I'm trying to use the google model from teachable machine application https://teachablemachine.withgoogle.com/ by adding few more layers before output layers.
When I retrain the model, always return this error:
ValueError: Input 0 of layer dense_25 is incompatible with the layer: expected axis -1 of input shape to have value 5 but received input with shape [20, 512]
Here's my approach:
When retrain the model it return error:
If I retrain the model without adding new layers, it's working fine.
Can anybody advise what was the issue?
UPDATED ANSWER
if you want to add layers in between two layers for a pre-trained model, it is not as straightforward as adding layers using add method. if done so will result in un-expected behavior
analysis of error:
if you compile the model like below(like you specified):
model.layers[-1].add(Dense(512, activation ="relu"))

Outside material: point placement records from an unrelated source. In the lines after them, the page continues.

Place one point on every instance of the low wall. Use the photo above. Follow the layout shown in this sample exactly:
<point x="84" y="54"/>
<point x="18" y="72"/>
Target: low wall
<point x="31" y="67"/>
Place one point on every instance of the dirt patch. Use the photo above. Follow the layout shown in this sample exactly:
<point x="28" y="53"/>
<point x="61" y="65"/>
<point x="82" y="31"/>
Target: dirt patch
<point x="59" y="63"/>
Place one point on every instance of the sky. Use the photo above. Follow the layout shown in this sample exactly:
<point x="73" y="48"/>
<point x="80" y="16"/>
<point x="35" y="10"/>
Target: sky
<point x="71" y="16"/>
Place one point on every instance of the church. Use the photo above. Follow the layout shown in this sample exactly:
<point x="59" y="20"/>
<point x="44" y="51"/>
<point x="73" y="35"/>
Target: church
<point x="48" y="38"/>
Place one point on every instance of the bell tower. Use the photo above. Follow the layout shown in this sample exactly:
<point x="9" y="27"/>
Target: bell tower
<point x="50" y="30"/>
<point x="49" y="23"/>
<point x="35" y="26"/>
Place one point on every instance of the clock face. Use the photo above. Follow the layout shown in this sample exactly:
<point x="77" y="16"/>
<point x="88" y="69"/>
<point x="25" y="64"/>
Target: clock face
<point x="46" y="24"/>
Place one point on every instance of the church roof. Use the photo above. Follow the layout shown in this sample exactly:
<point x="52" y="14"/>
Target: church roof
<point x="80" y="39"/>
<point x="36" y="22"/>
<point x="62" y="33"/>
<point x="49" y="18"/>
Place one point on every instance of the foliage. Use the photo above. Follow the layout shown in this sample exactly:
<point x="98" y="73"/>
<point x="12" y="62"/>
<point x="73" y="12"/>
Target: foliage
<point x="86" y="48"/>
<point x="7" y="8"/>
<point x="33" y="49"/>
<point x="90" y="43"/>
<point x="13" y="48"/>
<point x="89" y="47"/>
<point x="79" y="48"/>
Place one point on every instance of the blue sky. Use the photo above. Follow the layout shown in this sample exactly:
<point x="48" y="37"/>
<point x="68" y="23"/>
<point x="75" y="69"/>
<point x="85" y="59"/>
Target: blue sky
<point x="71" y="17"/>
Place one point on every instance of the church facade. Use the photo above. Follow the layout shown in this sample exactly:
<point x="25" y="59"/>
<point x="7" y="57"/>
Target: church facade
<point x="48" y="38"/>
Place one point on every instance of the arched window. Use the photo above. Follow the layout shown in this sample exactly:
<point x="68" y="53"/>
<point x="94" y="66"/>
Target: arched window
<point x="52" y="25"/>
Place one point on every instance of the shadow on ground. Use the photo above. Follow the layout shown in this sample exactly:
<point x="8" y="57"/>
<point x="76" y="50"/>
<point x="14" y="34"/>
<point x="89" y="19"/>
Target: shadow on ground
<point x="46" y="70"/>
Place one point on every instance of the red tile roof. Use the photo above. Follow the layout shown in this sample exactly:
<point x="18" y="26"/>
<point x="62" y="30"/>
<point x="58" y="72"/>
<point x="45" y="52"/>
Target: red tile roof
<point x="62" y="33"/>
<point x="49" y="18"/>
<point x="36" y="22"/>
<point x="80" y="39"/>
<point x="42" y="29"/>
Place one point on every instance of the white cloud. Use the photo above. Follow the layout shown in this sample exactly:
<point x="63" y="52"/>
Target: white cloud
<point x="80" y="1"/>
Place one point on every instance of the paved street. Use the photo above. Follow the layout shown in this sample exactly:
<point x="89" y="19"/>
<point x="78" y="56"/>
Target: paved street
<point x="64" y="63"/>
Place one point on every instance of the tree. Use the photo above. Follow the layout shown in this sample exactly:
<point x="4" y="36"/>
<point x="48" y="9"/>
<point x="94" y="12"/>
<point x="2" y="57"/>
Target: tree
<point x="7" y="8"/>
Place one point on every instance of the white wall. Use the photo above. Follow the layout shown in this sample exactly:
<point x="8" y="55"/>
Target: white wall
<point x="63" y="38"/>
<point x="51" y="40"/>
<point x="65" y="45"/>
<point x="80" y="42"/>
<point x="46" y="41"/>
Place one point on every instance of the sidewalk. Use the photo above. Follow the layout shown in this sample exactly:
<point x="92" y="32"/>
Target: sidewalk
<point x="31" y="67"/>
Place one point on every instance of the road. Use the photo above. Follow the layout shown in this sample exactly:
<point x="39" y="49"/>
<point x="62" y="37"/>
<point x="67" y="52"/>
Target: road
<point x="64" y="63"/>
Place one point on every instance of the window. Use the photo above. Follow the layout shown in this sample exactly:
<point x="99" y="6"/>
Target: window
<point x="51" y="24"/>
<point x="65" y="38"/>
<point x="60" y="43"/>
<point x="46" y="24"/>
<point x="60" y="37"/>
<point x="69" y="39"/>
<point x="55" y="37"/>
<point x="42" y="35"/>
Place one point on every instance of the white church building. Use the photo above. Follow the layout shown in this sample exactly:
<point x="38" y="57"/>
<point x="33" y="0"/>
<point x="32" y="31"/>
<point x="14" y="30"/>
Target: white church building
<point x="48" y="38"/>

model.add(Dense(128, activation="relu"))
model.add(Dense(32))
model.add(Dense(5))
output of model summary :
Model: "sequential_12"
_________________________________________________________________
Layer (type) Output Shape Param #
=================================================================
sequential_9 (Sequential) (None, 1280) 410208
_________________________________________________________________
sequential_11 (Sequential) (None, 512) 131672
_________________________________________________________________
dense_12 (Dense) (None, 128) 768
_________________________________________________________________
dense_13 (Dense) (None, 32) 4128
_________________________________________________________________
dense_14 (Dense) (None, 5) 165
=================================================================
Total params: 546,941
Trainable params: 532,861
Non-trainable params: 14,080
_________________________________________________________________
everything looks good here, but on closer look :
for l in model.layers:
print("layer : ", l.name, ", expects input of shape : ",l.input_shape)
output :
layer : sequential_9 , expects input of shape : (None, 224, 224, 3)
layer : sequential_11 , expects input of shape : (None, 1280)
layer : dense_12 , expects input of shape : (None, 5) <-- **PROBLEM**
layer : dense_13 , expects input of shape : (None, 128)
layer : dense_14 , expects input of shape : (None, 32)
PROBLEM here is that dense_12 expects an input of shape(None, 5) but it should expect input shape of (None, 512) since we have added Dense(512) to sequential_11, possible reason would be adding layers like above specified might not update few attributes such as output shape of sequential_11, so during forward pass there is as miss-match between output of sequential_11 and input of layer dense_12(in your case dense_25)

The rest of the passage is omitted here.